A single copy of the matchVars
variables will be saved in the
outFile
file.
Value
For rxMerge
: If an outFile
is not specified, a data frame with
the merged data is returned. If an outFile
is specified, a
data source object is returned that can be used in
subsequent RevoScaleR analysis.
For rxMergeXdf
: If merging is successful, TRUE
is returned; otherwise FALSE
is returned.
Author(s)
Microsoft Corporation Microsoft Technical Support
See Also
sort
Examples
###
# Small data frame example
###
x <- 1:20
y <- 20:1
df1 <- data.frame(x=x, y=y)
x <- 20:1
y <- 1:20
df2 <- data.frame(x=x, y=y)
# Merge the two data frames into an .xdf file, matching on the variable x
outXDF <- file.path(tempdir(), ".rxTempOut.xdf")
rxMerge(inData1 = df1, inData2 = df2, outFile=outXDF, matchVars = "x", overwrite=TRUE)
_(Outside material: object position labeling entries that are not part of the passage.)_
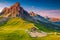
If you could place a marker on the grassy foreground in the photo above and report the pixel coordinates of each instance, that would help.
(15, 29)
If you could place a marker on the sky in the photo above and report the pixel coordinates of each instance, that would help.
(50, 8)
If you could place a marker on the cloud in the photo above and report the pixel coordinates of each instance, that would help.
(49, 13)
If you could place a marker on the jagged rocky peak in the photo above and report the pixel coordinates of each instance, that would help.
(32, 14)
(12, 11)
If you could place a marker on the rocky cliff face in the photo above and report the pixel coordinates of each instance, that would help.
(32, 14)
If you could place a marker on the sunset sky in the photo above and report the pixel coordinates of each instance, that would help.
(50, 8)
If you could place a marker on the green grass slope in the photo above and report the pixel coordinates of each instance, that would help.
(15, 29)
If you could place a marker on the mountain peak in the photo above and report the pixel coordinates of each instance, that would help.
(32, 14)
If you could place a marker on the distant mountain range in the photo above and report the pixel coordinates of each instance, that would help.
(17, 11)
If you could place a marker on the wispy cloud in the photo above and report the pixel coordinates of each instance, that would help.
(49, 13)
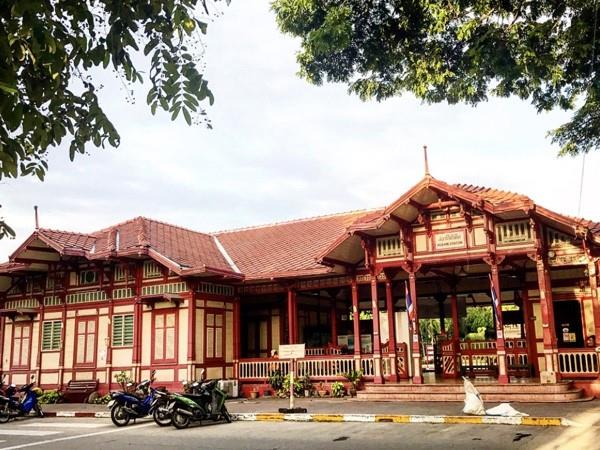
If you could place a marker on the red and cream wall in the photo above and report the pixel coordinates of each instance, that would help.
(174, 326)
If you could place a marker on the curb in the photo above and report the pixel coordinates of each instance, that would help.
(96, 415)
(383, 418)
(363, 418)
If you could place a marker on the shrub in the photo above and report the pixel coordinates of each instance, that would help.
(354, 377)
(102, 400)
(337, 389)
(50, 396)
(298, 389)
(306, 384)
(123, 379)
(276, 380)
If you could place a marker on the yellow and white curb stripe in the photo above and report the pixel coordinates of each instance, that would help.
(392, 418)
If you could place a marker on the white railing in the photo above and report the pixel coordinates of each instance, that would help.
(513, 233)
(26, 303)
(257, 369)
(366, 365)
(321, 351)
(321, 367)
(578, 362)
(325, 368)
(388, 247)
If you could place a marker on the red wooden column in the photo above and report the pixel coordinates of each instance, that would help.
(377, 367)
(389, 304)
(415, 332)
(455, 320)
(236, 336)
(292, 312)
(593, 275)
(500, 345)
(356, 323)
(552, 373)
(38, 375)
(137, 323)
(191, 351)
(529, 330)
(63, 334)
(333, 314)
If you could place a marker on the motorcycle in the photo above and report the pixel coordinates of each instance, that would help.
(205, 402)
(13, 405)
(144, 401)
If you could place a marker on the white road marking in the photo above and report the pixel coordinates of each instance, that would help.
(81, 436)
(27, 433)
(66, 425)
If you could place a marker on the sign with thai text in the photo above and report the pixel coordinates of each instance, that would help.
(567, 260)
(450, 240)
(294, 351)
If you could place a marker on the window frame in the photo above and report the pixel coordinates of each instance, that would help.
(165, 313)
(79, 320)
(214, 327)
(59, 343)
(123, 344)
(21, 325)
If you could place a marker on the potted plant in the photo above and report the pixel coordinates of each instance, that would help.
(321, 390)
(354, 377)
(306, 385)
(337, 389)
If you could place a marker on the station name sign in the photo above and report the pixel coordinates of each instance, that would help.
(450, 240)
(294, 351)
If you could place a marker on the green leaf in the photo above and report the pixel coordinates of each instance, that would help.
(186, 115)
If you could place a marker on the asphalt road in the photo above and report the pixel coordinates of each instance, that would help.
(71, 433)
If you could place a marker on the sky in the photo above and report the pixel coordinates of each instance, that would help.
(283, 149)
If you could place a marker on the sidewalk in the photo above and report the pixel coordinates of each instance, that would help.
(346, 409)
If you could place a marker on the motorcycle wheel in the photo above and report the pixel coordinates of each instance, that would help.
(161, 416)
(38, 411)
(119, 416)
(179, 420)
(4, 414)
(225, 414)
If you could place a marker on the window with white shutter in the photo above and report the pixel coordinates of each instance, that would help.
(122, 330)
(51, 331)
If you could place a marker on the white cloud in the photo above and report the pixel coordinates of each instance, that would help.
(282, 149)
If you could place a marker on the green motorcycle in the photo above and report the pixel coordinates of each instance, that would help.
(204, 402)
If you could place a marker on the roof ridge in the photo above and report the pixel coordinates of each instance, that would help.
(148, 219)
(478, 188)
(288, 222)
(64, 231)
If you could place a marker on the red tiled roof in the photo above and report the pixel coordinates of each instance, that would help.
(286, 249)
(271, 251)
(67, 239)
(189, 249)
(493, 196)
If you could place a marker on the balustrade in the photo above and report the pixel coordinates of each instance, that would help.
(581, 362)
(389, 247)
(509, 233)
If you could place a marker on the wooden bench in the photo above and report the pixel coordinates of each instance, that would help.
(473, 370)
(521, 370)
(78, 391)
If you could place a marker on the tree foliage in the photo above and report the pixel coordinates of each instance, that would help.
(479, 317)
(52, 50)
(457, 51)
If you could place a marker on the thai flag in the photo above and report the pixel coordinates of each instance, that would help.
(410, 309)
(495, 301)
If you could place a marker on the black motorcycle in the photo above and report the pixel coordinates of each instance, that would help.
(204, 402)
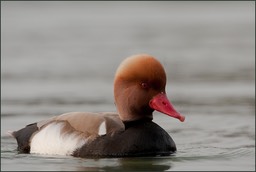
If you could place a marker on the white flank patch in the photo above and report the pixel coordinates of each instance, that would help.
(102, 128)
(50, 141)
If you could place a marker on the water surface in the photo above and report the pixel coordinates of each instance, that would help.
(60, 57)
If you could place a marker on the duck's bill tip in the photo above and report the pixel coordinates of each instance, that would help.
(161, 103)
(182, 118)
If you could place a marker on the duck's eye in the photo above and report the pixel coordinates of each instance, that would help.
(144, 85)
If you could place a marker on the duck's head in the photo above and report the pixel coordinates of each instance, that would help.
(139, 89)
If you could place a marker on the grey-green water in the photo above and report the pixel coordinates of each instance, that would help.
(59, 57)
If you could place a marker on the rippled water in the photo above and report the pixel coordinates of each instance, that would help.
(61, 56)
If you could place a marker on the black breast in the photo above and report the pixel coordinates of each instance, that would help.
(140, 138)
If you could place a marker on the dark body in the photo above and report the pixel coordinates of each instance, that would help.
(140, 138)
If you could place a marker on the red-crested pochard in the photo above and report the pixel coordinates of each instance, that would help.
(139, 89)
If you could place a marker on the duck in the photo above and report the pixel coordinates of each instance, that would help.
(139, 90)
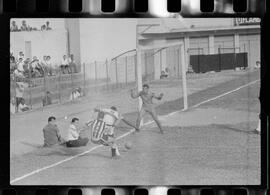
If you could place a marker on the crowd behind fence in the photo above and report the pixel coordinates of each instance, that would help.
(98, 76)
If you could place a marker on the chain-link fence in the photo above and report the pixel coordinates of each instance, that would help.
(96, 77)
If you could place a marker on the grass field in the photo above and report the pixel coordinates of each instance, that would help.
(209, 144)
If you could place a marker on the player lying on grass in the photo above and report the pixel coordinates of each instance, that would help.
(147, 105)
(74, 138)
(103, 128)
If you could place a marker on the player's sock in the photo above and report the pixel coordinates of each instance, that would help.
(259, 126)
(113, 151)
(117, 151)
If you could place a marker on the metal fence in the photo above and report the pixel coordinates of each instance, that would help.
(98, 76)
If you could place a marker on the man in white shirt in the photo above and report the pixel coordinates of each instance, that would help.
(21, 55)
(74, 139)
(12, 106)
(19, 90)
(20, 65)
(22, 106)
(64, 64)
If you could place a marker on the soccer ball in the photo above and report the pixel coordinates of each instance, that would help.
(128, 145)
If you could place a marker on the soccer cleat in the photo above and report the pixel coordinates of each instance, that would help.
(256, 131)
(115, 152)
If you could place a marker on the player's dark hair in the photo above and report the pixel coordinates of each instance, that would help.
(146, 85)
(74, 119)
(114, 108)
(51, 118)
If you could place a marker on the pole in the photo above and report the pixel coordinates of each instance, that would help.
(84, 79)
(126, 70)
(59, 85)
(184, 80)
(139, 68)
(30, 87)
(72, 86)
(178, 73)
(116, 71)
(95, 76)
(107, 75)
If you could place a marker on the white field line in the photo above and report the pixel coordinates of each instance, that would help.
(124, 135)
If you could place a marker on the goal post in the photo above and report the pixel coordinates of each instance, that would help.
(139, 81)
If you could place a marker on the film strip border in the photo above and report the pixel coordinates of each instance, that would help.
(142, 8)
(133, 191)
(138, 8)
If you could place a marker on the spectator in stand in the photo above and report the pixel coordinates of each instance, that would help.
(21, 55)
(64, 65)
(12, 106)
(26, 68)
(258, 64)
(12, 64)
(72, 64)
(22, 106)
(51, 133)
(18, 75)
(44, 65)
(24, 26)
(20, 65)
(49, 65)
(14, 26)
(167, 71)
(48, 26)
(163, 75)
(43, 27)
(75, 94)
(19, 90)
(47, 100)
(35, 67)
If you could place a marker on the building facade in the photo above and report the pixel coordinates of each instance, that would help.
(93, 41)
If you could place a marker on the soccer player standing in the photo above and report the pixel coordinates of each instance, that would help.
(147, 105)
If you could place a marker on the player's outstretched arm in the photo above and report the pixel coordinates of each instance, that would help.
(130, 124)
(134, 95)
(159, 97)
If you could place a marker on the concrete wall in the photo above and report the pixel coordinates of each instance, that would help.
(251, 44)
(106, 38)
(74, 46)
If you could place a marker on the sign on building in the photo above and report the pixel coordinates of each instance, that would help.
(247, 21)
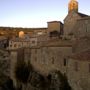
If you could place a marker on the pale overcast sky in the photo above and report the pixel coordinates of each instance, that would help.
(36, 13)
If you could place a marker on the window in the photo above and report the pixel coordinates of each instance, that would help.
(35, 51)
(33, 42)
(64, 63)
(52, 60)
(76, 66)
(89, 67)
(15, 45)
(35, 58)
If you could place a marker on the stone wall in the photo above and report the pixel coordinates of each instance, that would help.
(79, 79)
(46, 59)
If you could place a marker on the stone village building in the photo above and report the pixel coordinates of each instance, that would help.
(64, 47)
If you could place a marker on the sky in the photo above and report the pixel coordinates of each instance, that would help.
(36, 13)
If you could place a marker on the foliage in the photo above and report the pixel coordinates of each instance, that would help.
(22, 71)
(58, 80)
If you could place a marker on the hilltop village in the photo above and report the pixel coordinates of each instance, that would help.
(64, 47)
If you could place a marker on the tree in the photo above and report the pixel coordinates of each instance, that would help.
(58, 81)
(22, 72)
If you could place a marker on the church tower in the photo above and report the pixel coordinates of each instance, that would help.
(73, 6)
# Read the data from the .xdf file into a data frame. y.df1 and y.df2 should be the same
df3 <- rxDataStep(inData = outXDF )
df3
if(file.exists(outXDF)) file.remove(outXDF)
###
# Merge two data frames, matching y1 from the first with y2 from the second
# Notice that the match variable is sorted in decreasing order.
x1 <- 1:20
y1 <- 20:1
df1 <- data.frame(x1=x1, y1=y1)
x2 <- 1:20
y2 <- 25:6
df2 <- data.frame(x2=x2, y2=y2)
dfOut <- rxMerge(inData1 = df1, inData2 = df2, matchVars = "y2", decreasing=TRUE,
newVarNames1 = c(y1 = "y2"))
# Look at the resulting merged data
rxGetInfo( dfOut,numRows=10,getVarInfo=TRUE )
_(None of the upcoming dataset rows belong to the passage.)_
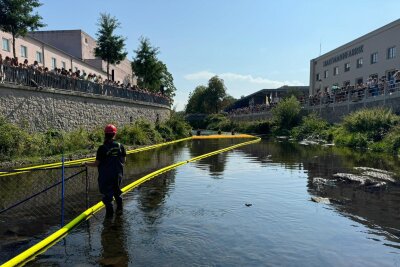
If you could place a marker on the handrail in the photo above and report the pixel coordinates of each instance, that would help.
(33, 78)
(51, 240)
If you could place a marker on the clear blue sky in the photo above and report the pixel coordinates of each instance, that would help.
(251, 44)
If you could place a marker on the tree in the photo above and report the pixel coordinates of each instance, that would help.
(209, 99)
(227, 101)
(110, 47)
(167, 82)
(152, 73)
(216, 92)
(16, 17)
(287, 113)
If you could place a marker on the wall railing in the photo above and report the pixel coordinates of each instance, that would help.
(30, 77)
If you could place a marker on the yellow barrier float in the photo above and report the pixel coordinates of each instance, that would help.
(51, 240)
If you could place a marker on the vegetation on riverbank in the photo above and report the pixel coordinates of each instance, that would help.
(17, 143)
(376, 129)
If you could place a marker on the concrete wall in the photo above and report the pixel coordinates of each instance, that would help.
(262, 116)
(43, 109)
(48, 52)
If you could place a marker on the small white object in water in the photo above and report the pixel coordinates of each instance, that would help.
(323, 200)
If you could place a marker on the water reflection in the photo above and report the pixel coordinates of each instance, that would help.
(379, 210)
(215, 164)
(113, 242)
(152, 195)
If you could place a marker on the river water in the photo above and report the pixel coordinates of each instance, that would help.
(248, 207)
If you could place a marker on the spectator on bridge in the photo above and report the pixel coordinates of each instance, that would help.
(110, 159)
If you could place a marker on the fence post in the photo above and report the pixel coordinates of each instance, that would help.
(87, 188)
(62, 189)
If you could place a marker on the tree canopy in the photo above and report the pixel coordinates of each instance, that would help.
(209, 99)
(152, 73)
(110, 47)
(17, 18)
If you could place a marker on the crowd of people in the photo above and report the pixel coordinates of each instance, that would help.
(373, 87)
(252, 109)
(8, 62)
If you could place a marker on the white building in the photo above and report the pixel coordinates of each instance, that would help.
(373, 55)
(68, 49)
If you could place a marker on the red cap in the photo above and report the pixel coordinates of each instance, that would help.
(110, 129)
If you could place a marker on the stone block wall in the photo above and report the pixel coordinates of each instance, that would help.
(43, 109)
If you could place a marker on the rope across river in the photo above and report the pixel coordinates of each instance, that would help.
(51, 240)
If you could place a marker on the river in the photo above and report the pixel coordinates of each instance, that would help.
(248, 207)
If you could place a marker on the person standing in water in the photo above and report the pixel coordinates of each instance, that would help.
(110, 159)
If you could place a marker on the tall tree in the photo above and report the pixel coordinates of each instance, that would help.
(209, 99)
(17, 18)
(216, 92)
(196, 103)
(110, 47)
(152, 73)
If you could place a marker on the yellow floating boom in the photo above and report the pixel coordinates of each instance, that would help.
(51, 240)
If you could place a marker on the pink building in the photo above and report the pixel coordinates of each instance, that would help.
(69, 49)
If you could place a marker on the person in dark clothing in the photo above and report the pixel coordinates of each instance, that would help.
(110, 159)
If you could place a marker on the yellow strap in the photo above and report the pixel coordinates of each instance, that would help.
(51, 240)
(80, 161)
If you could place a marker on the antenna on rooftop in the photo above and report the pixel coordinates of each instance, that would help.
(320, 46)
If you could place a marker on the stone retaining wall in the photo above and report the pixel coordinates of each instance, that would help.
(43, 109)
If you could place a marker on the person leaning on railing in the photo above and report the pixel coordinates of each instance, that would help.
(40, 70)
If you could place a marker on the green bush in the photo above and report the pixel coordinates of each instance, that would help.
(311, 125)
(139, 133)
(12, 139)
(375, 123)
(217, 122)
(180, 128)
(391, 142)
(286, 114)
(342, 137)
(257, 127)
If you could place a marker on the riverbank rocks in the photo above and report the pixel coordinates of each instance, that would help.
(322, 200)
(318, 181)
(312, 140)
(362, 180)
(377, 174)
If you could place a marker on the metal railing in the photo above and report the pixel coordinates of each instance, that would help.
(355, 94)
(30, 77)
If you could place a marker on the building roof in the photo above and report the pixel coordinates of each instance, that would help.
(244, 101)
(359, 39)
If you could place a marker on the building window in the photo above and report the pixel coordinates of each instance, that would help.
(346, 67)
(6, 45)
(39, 57)
(390, 75)
(53, 63)
(391, 52)
(336, 71)
(374, 58)
(24, 51)
(374, 76)
(359, 63)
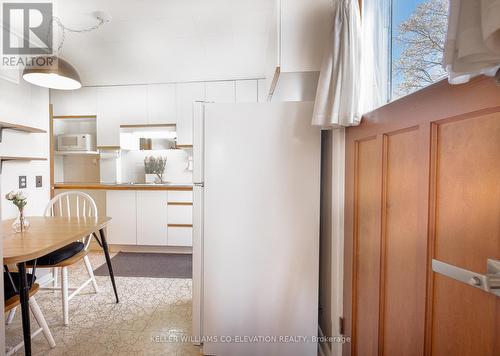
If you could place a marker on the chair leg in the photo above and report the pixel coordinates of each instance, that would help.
(64, 289)
(37, 313)
(10, 317)
(54, 277)
(91, 273)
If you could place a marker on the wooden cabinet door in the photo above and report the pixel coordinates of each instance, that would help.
(423, 185)
(187, 94)
(152, 218)
(465, 231)
(121, 207)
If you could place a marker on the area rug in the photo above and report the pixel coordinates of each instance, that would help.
(153, 265)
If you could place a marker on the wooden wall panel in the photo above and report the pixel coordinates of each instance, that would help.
(467, 233)
(404, 262)
(367, 245)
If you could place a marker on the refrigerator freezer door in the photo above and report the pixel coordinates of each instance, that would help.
(198, 123)
(197, 261)
(261, 228)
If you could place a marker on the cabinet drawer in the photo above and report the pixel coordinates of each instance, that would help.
(180, 196)
(180, 236)
(180, 214)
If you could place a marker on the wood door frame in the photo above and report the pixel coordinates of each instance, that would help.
(435, 103)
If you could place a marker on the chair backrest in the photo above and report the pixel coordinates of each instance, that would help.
(71, 204)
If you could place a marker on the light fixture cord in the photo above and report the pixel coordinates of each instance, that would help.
(57, 20)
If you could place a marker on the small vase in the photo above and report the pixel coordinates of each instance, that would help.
(20, 224)
(150, 178)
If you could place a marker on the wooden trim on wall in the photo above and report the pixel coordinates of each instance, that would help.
(59, 117)
(147, 125)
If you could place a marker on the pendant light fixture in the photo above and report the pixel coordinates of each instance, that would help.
(55, 74)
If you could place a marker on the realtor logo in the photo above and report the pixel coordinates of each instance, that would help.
(27, 28)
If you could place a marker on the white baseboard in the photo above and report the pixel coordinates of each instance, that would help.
(150, 249)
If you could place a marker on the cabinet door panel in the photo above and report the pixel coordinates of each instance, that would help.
(221, 92)
(108, 117)
(74, 102)
(152, 218)
(180, 236)
(161, 104)
(246, 91)
(187, 94)
(180, 196)
(132, 104)
(121, 207)
(180, 214)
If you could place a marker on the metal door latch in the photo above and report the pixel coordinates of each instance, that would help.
(489, 282)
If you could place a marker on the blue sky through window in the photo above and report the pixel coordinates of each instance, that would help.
(404, 81)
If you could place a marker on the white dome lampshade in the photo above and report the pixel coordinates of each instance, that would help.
(60, 75)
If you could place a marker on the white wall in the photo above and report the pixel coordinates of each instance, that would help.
(26, 105)
(175, 171)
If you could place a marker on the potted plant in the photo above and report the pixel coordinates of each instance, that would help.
(154, 167)
(19, 200)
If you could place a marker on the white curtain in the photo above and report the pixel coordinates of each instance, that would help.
(354, 76)
(473, 41)
(338, 93)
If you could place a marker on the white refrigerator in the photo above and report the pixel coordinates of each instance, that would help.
(256, 169)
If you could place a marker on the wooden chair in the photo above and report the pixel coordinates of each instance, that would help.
(11, 286)
(69, 204)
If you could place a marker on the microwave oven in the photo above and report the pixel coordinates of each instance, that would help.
(75, 142)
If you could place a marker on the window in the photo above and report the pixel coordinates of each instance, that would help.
(417, 35)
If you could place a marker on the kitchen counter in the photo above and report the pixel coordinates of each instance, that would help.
(124, 186)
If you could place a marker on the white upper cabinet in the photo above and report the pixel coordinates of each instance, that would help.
(246, 91)
(221, 92)
(108, 117)
(74, 102)
(161, 104)
(133, 104)
(186, 95)
(298, 35)
(117, 106)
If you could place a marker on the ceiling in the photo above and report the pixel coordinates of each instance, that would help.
(156, 41)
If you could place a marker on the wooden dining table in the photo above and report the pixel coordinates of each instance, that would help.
(45, 235)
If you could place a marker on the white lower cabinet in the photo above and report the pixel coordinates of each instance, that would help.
(152, 218)
(180, 236)
(121, 207)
# Merge an .xdf file and a data frame into a new .xdf file
# .xdf file names
indXDF <- file.path(tempdir(), ".rxTempIn.xdf")
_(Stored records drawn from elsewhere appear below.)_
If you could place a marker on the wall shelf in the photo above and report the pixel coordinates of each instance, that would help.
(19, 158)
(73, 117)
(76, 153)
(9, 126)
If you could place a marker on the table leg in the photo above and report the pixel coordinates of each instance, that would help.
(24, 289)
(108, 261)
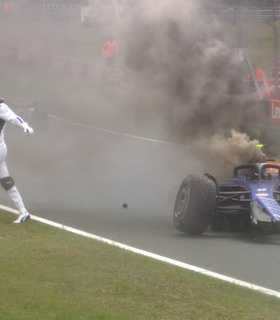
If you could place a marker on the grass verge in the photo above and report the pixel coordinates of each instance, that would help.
(48, 273)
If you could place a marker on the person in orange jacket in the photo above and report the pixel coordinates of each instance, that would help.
(9, 7)
(260, 76)
(110, 50)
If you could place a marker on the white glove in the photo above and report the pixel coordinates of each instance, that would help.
(27, 129)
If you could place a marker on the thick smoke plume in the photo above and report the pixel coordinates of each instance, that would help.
(186, 59)
(221, 153)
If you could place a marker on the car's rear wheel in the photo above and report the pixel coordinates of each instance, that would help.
(195, 204)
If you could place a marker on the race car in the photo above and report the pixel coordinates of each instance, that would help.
(250, 200)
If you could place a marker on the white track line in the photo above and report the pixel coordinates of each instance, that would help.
(153, 256)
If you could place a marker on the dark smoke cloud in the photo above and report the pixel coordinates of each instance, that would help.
(185, 58)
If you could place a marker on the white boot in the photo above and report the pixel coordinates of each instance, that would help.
(17, 200)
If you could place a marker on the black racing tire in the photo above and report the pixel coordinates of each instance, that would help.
(195, 204)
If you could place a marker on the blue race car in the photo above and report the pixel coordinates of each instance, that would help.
(249, 200)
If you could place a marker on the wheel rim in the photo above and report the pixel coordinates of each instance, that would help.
(182, 202)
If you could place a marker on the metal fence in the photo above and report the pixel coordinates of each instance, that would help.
(59, 13)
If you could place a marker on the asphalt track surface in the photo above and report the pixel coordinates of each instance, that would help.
(80, 176)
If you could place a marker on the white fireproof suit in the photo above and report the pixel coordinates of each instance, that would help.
(7, 115)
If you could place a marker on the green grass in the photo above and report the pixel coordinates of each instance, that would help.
(48, 273)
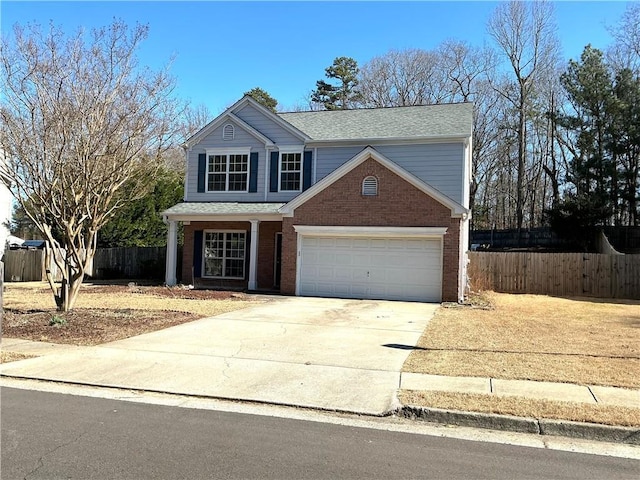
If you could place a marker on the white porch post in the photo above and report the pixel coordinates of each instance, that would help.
(172, 253)
(253, 255)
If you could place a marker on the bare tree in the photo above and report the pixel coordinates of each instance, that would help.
(525, 33)
(625, 52)
(79, 120)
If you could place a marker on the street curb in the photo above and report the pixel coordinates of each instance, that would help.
(590, 431)
(565, 428)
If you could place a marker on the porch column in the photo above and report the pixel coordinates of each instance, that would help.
(172, 253)
(253, 255)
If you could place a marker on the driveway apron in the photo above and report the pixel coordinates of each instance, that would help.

outXDF <- file.path(tempdir(), ".rxTempOut.xdf")
indData <- data.frame(id = 1:12, state = rep(c("CA","OR", "WA"), times = 4))
# Put individual-level data frame in .xdf file
rxDataStep(inData = indData, outFile = indXDF, overwrite=TRUE)
# Create state-level data frame
stateData <- data.frame(state=c("CA","OR", "WA"), stateVal = c(1000, 400, 500))
# Merge individual-level .xdf file with state-level data frame
rxMerge(inData1 = indXDF, inData2 = stateData, outFile = outXDF,
matchVars = "state")
# Re-sort data by id
rxSort(inData = outXDF, outFile = outXDF, sortByVars = "id", overwrite = TRUE)
# Look at merged, sorted data
df4 <- rxDataStep(inData = outXDF)
df4